Stretched ears are becoming more and more prevalent in America. However, while body modifications tend to be frowned upon, it is a practice that has been around for over 5000 years.
The number of places on the body that can be pierced is quite astonishing. It makes me a little lightheaded to think about because I am certain I have undiagnosed trypanophobia; which is the fear of needles. While piercings make me queasy, ear stretching does not; it is one of the most common types of body modification. It begins with a regular piercing, whether with a gun or a hollowed needle, and you gradually increase the size of the piercing until you reach the desired diameter. The skin has extraordinary elasticity though and may be able to shrink back to its original size if it has not been stretched too far. What defines “too far” depends on the person. In cases where the ear lobe has been stretched to the point of no return, surgical procedures may be required to revert it back to a somewhat natural shape.
The history of stretched ears
The first historical sign of stretched ears is Ötzi the Iceman, who was found over 5000 years ago frozen in the Alps. Other historical figures such as King Tut and Gautama Buddha also practiced the ancient tradition of ear stretching. Nowadays, especially in America, ear modification is almost purely for aesthetics. Although, if you look into other cultures both past and present, you will find that it is a practice meant to gain social status or to look more intimidating during war. The Lahu tribe from Thailand practices ear stretching and consider the ears to be sacred. Aztec and Mayan males practiced this body modification for social status as well. The jewelry you wore would determine which class you were in. Higher-class Aztec men would wear gold and silver, whereas lower-class men would wear copper, shells, or wood.
Stretched ears isn’t just for the youngsters
Anyone who has ever stretched their ears has already heard every negative comment under the sun. Our earlobes can’t be THAT interesting, but people seem committed to offering their opinion on our choices. For those of us that chose to let our loopy lobes shrink back, don’t tell us “I told you so,” or “you’ve grown up,” because that is sort of rude and unnecessary. And while some of us are reverting our body modifications, older generations are adopting the trend!

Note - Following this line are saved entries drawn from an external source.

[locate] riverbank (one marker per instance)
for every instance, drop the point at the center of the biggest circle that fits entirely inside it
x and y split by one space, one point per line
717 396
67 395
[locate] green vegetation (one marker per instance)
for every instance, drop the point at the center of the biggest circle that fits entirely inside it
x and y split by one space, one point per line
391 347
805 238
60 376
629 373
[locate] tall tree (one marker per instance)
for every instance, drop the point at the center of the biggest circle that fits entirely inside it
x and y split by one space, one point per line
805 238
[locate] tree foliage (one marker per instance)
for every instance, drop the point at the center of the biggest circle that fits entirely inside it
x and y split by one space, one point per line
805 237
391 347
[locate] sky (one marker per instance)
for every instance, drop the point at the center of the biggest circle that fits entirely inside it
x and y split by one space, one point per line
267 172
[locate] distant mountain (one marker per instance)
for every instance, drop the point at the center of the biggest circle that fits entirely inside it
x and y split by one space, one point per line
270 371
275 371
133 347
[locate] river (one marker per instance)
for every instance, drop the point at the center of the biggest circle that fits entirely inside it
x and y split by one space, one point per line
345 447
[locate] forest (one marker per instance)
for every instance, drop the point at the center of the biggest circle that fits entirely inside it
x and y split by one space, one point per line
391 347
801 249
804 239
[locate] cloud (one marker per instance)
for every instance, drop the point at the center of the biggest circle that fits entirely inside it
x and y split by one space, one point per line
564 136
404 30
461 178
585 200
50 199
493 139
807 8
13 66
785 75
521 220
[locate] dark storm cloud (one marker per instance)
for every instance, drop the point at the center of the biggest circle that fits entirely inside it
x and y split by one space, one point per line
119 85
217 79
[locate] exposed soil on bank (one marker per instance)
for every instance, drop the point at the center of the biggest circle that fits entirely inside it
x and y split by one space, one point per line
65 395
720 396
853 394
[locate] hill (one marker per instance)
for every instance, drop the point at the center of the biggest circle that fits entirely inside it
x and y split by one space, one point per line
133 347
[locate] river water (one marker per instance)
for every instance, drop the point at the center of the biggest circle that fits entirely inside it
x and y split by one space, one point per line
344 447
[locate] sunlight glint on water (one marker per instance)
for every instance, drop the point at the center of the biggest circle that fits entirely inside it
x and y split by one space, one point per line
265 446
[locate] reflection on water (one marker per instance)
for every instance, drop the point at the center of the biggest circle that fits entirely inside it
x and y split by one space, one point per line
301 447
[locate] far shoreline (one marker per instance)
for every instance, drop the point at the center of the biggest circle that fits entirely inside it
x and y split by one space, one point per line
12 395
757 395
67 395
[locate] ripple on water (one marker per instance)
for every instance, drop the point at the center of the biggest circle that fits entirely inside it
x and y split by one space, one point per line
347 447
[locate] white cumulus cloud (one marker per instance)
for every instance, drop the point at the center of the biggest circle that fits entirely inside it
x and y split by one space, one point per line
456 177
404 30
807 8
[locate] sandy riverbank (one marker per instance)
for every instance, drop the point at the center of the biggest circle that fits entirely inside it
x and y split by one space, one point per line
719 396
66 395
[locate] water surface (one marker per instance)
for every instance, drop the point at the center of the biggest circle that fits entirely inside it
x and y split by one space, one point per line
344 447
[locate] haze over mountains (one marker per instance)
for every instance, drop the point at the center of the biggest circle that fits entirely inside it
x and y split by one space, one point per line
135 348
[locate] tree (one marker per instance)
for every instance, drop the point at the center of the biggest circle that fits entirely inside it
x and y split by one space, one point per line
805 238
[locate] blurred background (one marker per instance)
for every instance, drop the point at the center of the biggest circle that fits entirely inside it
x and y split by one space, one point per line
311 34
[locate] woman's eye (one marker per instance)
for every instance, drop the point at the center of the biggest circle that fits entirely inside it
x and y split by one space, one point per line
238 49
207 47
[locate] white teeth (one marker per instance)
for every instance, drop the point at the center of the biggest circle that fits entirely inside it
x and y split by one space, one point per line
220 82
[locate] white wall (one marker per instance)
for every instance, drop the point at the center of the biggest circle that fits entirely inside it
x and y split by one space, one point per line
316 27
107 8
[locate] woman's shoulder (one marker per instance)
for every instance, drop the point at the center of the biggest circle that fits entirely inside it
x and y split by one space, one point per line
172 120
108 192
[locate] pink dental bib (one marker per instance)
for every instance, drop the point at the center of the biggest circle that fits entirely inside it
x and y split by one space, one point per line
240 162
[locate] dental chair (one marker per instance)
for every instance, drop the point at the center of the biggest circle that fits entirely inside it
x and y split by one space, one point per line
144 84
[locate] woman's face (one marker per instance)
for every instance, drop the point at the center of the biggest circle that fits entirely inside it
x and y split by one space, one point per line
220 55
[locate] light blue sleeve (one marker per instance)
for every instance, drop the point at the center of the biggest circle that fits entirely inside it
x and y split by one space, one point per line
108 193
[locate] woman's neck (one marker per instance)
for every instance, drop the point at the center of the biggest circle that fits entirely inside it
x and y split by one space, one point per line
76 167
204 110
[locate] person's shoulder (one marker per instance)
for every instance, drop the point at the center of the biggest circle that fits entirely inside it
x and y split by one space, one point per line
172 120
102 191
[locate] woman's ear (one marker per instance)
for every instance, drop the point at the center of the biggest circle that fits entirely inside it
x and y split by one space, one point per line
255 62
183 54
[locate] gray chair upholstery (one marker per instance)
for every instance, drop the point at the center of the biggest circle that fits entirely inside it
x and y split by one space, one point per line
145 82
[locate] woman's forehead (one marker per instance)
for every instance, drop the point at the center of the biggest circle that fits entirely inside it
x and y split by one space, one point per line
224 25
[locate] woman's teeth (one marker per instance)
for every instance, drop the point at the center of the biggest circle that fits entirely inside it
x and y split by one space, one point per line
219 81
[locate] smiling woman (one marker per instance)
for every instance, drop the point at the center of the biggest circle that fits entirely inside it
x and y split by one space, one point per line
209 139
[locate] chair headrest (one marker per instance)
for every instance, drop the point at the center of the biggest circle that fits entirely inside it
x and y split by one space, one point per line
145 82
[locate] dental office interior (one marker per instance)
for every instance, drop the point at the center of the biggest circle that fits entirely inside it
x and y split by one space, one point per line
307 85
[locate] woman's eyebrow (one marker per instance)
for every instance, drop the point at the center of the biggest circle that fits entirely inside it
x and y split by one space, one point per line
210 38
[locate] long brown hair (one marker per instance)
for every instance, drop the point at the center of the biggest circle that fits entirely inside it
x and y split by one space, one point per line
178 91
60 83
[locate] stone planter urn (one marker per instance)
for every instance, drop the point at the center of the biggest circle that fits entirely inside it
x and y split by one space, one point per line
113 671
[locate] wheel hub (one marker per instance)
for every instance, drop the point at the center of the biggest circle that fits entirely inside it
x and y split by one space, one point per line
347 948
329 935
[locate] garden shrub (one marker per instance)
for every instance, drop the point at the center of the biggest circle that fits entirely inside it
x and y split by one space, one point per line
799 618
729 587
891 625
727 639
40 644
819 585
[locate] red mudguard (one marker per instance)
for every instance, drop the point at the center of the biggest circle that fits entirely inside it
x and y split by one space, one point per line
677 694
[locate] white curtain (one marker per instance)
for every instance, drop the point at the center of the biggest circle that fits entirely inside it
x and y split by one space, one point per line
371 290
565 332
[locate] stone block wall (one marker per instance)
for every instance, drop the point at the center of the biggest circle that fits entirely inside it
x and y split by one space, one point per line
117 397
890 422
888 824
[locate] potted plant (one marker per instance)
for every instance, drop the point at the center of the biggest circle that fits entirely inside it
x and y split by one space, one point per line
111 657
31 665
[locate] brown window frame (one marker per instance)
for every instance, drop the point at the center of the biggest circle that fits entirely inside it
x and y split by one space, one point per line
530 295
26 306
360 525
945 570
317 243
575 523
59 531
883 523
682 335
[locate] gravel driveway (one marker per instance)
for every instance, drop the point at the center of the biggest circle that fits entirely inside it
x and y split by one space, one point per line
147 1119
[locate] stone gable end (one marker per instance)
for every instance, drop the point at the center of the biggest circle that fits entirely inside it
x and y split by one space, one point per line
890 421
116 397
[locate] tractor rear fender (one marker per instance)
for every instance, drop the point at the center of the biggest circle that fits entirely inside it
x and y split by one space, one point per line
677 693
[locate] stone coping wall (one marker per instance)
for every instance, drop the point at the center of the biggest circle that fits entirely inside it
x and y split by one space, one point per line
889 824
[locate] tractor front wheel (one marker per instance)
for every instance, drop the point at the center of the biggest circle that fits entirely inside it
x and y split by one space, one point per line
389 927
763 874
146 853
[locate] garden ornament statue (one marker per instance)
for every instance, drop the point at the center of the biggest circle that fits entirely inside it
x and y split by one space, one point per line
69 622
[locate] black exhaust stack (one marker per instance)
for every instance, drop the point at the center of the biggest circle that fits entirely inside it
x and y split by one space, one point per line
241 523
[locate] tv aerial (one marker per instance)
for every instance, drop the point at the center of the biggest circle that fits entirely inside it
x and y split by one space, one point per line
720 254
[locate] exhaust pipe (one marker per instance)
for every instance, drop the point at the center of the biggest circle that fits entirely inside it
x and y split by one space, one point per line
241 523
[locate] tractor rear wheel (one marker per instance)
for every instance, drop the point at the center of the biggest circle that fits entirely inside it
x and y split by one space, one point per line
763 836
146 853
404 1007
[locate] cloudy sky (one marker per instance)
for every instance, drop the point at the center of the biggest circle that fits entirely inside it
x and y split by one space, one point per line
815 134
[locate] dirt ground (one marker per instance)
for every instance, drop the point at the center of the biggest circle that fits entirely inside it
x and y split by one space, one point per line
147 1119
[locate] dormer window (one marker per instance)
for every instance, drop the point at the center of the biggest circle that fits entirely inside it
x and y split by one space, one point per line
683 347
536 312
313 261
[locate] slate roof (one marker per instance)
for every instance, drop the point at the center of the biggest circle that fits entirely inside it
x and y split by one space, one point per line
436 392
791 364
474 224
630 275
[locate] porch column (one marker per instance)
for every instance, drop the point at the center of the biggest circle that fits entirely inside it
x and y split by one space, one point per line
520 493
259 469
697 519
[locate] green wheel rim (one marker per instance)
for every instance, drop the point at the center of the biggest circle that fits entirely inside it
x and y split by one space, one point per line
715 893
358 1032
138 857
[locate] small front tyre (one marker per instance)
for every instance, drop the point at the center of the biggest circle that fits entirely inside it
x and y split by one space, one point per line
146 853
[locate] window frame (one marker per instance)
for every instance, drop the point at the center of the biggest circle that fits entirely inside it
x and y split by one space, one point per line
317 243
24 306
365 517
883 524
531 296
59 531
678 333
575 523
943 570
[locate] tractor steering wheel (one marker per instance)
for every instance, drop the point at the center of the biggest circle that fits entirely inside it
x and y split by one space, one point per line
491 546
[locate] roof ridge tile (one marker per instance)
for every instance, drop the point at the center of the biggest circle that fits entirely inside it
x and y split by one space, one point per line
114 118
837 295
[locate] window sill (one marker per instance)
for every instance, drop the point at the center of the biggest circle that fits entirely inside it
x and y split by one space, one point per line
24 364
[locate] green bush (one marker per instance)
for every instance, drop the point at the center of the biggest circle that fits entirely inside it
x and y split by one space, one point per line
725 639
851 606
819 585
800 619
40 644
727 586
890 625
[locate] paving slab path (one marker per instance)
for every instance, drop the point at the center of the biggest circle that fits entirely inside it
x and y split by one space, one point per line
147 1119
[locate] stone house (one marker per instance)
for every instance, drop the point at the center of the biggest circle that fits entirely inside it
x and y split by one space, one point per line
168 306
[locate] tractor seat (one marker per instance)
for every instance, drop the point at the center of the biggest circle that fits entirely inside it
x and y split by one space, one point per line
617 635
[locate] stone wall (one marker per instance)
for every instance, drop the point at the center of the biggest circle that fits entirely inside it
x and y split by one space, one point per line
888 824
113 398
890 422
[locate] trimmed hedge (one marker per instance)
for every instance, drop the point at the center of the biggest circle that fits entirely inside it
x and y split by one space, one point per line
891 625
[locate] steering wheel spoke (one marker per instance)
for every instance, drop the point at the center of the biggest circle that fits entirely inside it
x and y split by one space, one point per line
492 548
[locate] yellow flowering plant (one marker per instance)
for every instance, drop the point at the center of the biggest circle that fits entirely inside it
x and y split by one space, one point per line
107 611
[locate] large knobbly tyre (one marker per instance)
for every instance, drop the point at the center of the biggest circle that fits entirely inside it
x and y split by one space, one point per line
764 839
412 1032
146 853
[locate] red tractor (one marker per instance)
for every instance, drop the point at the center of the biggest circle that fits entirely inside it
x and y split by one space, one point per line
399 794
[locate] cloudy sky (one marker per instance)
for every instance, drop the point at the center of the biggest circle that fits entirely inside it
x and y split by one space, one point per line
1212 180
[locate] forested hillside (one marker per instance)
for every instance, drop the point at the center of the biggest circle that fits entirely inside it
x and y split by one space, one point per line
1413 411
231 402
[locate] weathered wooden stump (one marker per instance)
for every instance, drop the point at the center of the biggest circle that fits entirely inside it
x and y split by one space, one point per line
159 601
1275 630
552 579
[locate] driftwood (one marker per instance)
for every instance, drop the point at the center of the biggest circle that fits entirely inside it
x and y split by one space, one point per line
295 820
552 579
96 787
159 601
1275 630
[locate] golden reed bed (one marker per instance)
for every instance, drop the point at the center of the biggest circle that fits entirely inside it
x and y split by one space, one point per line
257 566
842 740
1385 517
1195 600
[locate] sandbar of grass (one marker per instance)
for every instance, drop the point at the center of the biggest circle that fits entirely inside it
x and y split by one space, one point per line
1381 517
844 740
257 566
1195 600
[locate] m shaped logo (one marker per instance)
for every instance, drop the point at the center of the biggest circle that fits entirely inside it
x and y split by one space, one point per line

Once upon a time, I met a lady who could’ve been my grandmother. I noticed she had plugs (earrings for stretched ears) in her earlobes and I couldn’t help but ask her what size they were. I had never met an elderly person with body modifications. As it turns out, her REGULAR piercings had stretched her earlobes over time and her earrings kept falling out. Her granddaughter suggested wearing plugs instead.
Body modifications and the business professional
Many companies are relaxing their policies on piercings and tattoos in the workplace. Some retail stores are allowing unnatural hair colors. This is good news for the younger, alternative generation as they begin to enter the workforce, but some of us Millennials are reversing our modifications or halting the addition of more. My husband, for example, has 14 tattoos across his chest and back. He has Jesus’ face smackdab in the center of his back. If it weren’t for his career, he’d be laced with ink. Although society has accepted tattoos and piercings, many business corporations have not. I do, however, find it interesting that a practice meant to attain high social status in other countries was adopted by Americans and is now considered unprofessional in modern America.